The Canton of Ticino as a border region, between the Alps and the great lakes, its specific weather and climate conditions, its great seasonal and daily population fluctuations, its economic and ecological reality, forms the territory of our interventions. We ask in which architectural projects narratives of the temporary manifest themselves.
We start the semester with a full-day excursion to Canton Ticino and exchange with local experts.

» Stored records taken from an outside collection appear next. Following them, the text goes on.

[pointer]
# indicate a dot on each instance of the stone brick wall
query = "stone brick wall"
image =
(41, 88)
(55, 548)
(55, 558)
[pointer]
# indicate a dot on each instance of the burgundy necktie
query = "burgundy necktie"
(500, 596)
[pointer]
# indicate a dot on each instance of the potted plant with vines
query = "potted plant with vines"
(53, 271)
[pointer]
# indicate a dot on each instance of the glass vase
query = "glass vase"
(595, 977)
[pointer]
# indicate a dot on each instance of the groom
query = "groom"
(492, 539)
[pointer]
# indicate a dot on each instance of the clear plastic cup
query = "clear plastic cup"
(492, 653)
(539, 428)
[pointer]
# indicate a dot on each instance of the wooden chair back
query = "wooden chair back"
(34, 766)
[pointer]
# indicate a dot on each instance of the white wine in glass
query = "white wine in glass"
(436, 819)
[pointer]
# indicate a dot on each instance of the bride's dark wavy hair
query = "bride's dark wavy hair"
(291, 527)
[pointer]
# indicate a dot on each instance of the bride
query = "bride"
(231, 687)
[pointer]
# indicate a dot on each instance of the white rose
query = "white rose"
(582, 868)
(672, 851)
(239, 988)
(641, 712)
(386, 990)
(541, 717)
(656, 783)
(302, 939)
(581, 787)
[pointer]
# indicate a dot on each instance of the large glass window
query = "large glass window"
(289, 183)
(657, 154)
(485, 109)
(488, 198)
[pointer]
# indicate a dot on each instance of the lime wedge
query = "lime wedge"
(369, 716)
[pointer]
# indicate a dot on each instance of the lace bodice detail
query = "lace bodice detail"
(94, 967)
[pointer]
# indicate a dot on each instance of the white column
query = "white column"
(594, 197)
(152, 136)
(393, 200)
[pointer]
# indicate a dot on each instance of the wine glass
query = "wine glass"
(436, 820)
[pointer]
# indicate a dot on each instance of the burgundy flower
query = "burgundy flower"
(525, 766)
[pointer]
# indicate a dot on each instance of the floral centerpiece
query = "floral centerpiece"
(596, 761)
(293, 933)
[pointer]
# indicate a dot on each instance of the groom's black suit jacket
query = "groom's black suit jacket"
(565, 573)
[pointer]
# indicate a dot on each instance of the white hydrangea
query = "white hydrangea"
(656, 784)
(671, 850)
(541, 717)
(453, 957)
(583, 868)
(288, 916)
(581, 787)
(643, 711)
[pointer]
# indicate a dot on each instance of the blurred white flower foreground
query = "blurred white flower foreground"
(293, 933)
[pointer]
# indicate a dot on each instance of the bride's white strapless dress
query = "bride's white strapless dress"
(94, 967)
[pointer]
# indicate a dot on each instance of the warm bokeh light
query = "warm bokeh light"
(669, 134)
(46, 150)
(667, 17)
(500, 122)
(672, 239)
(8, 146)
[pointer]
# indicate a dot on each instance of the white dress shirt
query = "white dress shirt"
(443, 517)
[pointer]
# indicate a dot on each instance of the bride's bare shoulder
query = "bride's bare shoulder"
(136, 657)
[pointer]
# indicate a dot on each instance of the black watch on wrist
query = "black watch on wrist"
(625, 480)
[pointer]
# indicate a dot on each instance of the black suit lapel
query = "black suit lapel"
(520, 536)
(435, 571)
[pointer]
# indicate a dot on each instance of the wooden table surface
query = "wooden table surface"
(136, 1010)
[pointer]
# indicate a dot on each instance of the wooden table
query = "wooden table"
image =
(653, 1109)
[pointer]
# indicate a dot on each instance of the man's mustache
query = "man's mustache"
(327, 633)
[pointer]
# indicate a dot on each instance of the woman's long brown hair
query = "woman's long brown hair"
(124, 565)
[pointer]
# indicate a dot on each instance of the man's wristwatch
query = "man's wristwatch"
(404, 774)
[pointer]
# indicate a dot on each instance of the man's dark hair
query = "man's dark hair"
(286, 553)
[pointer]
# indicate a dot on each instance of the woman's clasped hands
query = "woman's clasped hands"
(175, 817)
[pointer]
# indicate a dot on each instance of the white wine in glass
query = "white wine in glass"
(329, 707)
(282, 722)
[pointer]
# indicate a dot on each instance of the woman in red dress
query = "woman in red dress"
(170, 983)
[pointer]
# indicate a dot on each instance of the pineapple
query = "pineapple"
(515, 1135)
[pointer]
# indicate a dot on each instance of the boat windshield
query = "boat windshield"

After an initial research on the narratives, the students build an architectural detail on a scale of 1:10 as a tool and model of a material and constructive understanding of the temporary. The architectural projects programmatically address temporary housing.
During the semester, we collaborate with the team of building technology and construction (BUK), as well as with Guillaume Habert's chair of sustainable construction. In workshops with the artists Taiyo Onorato and Nico Krebs we create experimental images of the projects.